ROOTEDGE: Software for Measuring Root Length from Desktop Scanner Images
- Thomas C. Kaspar and
- Robert P. Ewing
One approach for measuring the length of roots washed from soil samples is to use a desktop scanner to acquire binary images and then use image analysis procedures to determine root length. Normally, this approach requires user-adjusted exposure thresholding. The objectives of this study were to develop a procedure for obtaining binary images of root samples with a desktop scanner that does not require user-adjusted exposure thresholding of each image and to test the performance of the newly developed ROOTEDGE program by using images containing single or multiple root segments of corn (Zea mays L.). ROOTEDGE was developed for measuring the length of digitized roots using the edge chord algorithm. It is insensitive to object orientation, has four image-processing operations, and holds only seven lines of the image in memory. Visual comparisons of digitized images with actual root segments showed that root segments with diameters less than 0.15 mm were not being completely digitized by the image acquisition procedure and were fragmented in the images.

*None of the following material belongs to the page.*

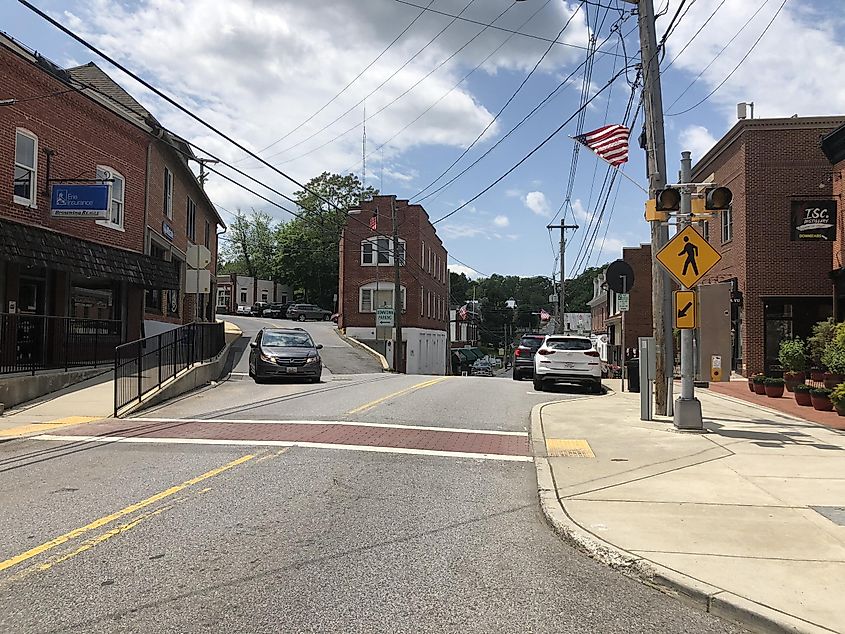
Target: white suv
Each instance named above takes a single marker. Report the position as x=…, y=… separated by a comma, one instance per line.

The most complete root images were produced by using the highest available scanner resolution and the lowest scanner threshold level for exposure. Using the closing image-processing operation in ROOTEDGE with a test coefficient of 1 also helped to join fragmented objects within images and improved the correlation of ROOTEDGE measurements to direct measurements. Ratios of ROOTEDGE length measurements to manual line-intersection length measurements ranged from 0.98 to 0.88 for four corn root samples of different sizes. In general, the ROOTEDGE software and image acquisition system accurately measured corn root length without user-adjusted exposure thresholding.